Hello From Tasmania
Posted 13 June 2007 - 06:14 PM
Just joined today and rather than lurk, I thought I'd introduce myself. I learned to dive 27 years ago in the UK, I have lived in Australia for 20 years now, 18 of them here in Tasmania, that's the triangular block of land in the far SE of the country (I'm often surprised that some people still think it's near Indonesia somewhere).
Returned to diving about 9 years ago and having got a bit bored with just finning around and looking at the pretty fishes, I thought it would be nice to add another dimension to my diving. I have finally taken the plunge at an introductory level with a Sea & Sea DX860G and strobe set. Out of around 300 shots taken over 3 days of diving, I've got perhaps 4 "keepers" and am fast realising that this is going to be a pretty challenging interest.

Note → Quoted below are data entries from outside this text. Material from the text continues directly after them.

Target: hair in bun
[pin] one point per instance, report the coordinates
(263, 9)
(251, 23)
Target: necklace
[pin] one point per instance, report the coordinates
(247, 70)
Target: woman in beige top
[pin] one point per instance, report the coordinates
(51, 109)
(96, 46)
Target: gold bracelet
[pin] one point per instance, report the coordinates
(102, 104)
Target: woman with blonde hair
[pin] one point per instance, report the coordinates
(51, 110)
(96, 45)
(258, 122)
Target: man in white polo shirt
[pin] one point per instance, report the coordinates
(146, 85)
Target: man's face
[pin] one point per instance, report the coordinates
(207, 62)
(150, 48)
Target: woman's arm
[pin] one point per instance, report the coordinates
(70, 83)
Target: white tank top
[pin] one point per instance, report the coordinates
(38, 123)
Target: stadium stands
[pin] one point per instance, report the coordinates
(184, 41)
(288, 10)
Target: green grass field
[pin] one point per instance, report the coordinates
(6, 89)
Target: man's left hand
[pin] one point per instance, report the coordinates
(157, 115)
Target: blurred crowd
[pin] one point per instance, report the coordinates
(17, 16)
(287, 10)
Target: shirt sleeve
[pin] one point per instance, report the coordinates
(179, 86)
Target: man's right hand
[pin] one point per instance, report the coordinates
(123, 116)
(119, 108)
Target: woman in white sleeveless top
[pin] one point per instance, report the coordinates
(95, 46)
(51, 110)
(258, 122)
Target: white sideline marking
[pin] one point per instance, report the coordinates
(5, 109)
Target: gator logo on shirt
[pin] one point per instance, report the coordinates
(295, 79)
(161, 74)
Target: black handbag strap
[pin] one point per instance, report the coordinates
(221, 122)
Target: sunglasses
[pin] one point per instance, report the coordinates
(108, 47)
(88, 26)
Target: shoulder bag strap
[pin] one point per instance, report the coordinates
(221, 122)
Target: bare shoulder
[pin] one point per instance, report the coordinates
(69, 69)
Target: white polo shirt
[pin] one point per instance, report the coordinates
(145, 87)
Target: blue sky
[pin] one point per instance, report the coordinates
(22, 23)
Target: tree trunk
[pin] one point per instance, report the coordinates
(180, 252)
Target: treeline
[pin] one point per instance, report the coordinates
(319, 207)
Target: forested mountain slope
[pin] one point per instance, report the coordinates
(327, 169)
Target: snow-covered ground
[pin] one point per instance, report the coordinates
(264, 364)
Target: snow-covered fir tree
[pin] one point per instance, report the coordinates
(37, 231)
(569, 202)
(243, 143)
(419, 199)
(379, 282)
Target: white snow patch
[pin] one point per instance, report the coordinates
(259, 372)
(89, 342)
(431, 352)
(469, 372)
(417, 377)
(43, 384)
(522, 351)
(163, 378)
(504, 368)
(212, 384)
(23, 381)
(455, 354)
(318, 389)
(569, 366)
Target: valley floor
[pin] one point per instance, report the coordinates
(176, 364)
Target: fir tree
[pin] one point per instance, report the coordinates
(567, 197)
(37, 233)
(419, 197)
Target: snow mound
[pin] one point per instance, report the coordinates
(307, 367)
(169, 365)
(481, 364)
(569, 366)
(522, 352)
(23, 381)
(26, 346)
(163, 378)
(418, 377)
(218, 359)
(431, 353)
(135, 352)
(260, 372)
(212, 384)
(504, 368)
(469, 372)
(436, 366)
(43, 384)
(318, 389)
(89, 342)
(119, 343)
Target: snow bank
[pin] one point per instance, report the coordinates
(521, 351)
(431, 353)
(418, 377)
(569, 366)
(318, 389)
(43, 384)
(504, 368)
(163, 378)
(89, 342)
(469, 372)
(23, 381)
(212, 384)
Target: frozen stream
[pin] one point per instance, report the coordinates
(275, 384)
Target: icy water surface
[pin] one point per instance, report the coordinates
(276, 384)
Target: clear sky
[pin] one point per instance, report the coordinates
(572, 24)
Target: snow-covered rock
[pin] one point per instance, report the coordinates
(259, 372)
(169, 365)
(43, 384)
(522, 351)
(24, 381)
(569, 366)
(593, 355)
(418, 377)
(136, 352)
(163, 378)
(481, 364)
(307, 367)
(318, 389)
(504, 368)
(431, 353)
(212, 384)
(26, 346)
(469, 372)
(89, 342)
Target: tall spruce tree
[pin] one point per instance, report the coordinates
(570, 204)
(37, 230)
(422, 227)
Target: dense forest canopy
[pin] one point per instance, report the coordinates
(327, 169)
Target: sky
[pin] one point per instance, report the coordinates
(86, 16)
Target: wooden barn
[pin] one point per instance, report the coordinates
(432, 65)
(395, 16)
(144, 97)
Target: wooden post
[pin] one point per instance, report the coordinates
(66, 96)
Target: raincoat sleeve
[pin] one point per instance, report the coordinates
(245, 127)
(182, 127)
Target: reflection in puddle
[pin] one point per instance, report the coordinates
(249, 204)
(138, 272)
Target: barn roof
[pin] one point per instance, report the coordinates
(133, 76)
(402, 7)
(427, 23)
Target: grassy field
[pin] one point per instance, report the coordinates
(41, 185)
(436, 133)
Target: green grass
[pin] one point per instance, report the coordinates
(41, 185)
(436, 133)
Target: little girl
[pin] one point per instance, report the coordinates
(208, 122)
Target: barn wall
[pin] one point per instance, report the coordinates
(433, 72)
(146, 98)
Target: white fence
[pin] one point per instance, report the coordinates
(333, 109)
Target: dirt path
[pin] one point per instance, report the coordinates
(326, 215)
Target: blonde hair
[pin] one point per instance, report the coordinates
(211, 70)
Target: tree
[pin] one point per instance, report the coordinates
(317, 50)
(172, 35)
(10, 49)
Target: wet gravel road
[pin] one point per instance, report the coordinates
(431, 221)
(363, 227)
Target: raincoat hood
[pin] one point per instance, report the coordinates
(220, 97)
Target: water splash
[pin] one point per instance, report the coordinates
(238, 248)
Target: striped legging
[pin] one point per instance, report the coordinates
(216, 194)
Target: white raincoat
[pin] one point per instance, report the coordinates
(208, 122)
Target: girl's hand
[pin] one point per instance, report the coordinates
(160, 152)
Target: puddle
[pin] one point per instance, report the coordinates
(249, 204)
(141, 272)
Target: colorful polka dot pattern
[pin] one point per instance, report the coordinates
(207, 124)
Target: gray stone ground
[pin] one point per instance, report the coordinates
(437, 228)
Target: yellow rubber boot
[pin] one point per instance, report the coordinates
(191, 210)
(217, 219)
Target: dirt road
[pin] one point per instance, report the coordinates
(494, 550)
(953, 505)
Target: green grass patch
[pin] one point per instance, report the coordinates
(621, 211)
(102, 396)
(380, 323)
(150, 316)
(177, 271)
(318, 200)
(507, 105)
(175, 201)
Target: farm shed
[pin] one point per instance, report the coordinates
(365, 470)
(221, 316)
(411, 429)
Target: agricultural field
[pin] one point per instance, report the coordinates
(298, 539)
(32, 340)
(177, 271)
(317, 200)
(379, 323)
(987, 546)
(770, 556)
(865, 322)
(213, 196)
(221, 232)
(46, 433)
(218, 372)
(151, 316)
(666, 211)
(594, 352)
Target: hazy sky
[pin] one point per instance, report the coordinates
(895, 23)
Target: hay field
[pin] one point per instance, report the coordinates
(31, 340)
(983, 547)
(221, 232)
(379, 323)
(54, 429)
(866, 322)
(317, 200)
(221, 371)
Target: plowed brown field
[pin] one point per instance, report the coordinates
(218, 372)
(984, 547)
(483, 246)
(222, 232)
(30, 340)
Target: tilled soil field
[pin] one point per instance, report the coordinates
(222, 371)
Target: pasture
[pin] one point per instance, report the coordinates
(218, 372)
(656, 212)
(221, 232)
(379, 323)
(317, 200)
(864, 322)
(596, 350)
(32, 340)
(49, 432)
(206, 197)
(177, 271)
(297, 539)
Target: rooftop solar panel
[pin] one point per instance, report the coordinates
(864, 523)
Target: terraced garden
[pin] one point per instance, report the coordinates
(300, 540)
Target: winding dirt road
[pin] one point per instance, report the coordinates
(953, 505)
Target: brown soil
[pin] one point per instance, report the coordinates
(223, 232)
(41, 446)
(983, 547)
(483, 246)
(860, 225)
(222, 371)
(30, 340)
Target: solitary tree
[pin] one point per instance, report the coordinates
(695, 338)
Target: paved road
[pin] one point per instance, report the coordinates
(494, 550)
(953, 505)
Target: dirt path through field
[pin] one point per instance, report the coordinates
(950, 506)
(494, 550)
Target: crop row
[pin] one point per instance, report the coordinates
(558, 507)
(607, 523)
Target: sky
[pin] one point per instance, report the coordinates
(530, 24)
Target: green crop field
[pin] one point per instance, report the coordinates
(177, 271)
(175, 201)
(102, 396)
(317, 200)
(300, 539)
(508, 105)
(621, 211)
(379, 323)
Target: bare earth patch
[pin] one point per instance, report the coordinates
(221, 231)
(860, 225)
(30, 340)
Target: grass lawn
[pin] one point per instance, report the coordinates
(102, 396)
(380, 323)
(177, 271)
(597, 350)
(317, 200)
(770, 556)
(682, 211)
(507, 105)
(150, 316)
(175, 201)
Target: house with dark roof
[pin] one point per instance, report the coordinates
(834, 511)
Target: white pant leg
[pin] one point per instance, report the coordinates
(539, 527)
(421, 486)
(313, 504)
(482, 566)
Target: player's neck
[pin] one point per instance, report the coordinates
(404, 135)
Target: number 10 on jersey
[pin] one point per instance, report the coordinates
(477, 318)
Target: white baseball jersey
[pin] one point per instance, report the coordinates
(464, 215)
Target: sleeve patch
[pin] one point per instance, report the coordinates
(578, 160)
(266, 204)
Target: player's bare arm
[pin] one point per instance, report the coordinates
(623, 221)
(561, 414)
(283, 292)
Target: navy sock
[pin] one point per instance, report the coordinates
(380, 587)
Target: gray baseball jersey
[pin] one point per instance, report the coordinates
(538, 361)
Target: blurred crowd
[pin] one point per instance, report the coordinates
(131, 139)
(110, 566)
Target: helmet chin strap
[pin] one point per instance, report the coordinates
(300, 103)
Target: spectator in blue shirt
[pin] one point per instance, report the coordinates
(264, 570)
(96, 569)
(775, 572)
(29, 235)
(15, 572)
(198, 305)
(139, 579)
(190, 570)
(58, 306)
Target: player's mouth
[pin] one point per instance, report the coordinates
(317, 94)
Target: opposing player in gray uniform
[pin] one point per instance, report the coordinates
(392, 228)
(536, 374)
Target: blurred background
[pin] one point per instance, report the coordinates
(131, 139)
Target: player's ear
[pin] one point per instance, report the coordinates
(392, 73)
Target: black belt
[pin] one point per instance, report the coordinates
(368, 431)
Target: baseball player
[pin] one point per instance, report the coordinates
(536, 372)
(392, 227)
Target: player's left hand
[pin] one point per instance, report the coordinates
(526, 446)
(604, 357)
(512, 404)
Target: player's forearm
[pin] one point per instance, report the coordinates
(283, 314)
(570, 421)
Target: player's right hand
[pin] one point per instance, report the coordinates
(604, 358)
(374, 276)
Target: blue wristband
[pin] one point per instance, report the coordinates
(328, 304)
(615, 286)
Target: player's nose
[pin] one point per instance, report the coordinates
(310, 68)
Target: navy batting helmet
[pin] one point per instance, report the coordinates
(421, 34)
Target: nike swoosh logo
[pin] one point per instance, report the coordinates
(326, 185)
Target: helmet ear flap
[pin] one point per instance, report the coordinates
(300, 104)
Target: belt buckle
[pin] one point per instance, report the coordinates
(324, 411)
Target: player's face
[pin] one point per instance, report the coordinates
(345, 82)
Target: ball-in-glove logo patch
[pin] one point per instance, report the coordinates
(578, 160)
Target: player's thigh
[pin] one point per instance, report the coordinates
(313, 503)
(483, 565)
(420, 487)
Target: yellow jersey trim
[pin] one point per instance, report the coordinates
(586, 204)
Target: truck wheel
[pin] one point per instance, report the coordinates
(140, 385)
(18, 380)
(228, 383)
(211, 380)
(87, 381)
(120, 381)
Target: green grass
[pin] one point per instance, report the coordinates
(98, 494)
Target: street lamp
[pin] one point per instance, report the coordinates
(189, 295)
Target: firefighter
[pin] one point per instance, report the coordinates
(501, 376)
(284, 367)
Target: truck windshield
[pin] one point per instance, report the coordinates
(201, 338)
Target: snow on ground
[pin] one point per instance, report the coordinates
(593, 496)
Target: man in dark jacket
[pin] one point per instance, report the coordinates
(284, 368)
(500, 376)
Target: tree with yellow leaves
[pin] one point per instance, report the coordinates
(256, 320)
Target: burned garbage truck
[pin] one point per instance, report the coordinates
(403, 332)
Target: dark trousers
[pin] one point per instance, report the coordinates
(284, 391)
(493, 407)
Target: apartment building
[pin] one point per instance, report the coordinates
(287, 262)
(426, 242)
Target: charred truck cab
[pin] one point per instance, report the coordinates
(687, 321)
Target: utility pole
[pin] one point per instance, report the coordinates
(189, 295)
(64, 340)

I was advised (several times) to join up to this forum and I''m hoping I can get a reasonable amount of usedful hints & tips and in time, maybe contribute something useful myself.
Posted 17 June 2007 - 02:33 AM
Welcome aboard. What kind of diving do you have in Tasmania? I have dove Kangaroo Island. Similar?
In some respects, yes; I believe our NW coast shares many marine species with South Australia which is effectively only the other side of Bass Strait, although most of my diving tends to be East Coast/Tasman Peninsula (in the SE) . I haven't dived KI, but I reckon you would feel fairly well at home.
Bit chillier down here though, our top temp in Summer sits around 18C, dropping down to around 11C in Winter, so not a huge temp range and not particularly warm, dry suits are more in vogue here now. It's dropping quite quickly ATM, I dived bicheno 3 weeks ago and wqe had 17-18C in the water, went back that way last Saturday, 100kms north in fact and it was down to 14C, in only 14 days.
Not much in the way of wrecks here I'm afraid as the Luftwaffe & Kriegsmarine stayed away from here but what we do have is some excellent scenery, both above & beklow water, including giant kelp forests, sea caverns and awesome wildlife, seals, whales and many fish and invertebrate species which are pretty well endemic to this part of the world only, being cool-temperate and isolated by great distance from other coastal waters with the same climatic conditions.
These were taken by a leading photographer in my dive club, James P, and tell the story down here pretty well:
In many respects, Tasmania is a photographers dream, with good to fantastic visibility pretty well all year round, depending on the weather. Just the seas can be a litle bit rough at times, which comes of sitting in the Roaring Forties.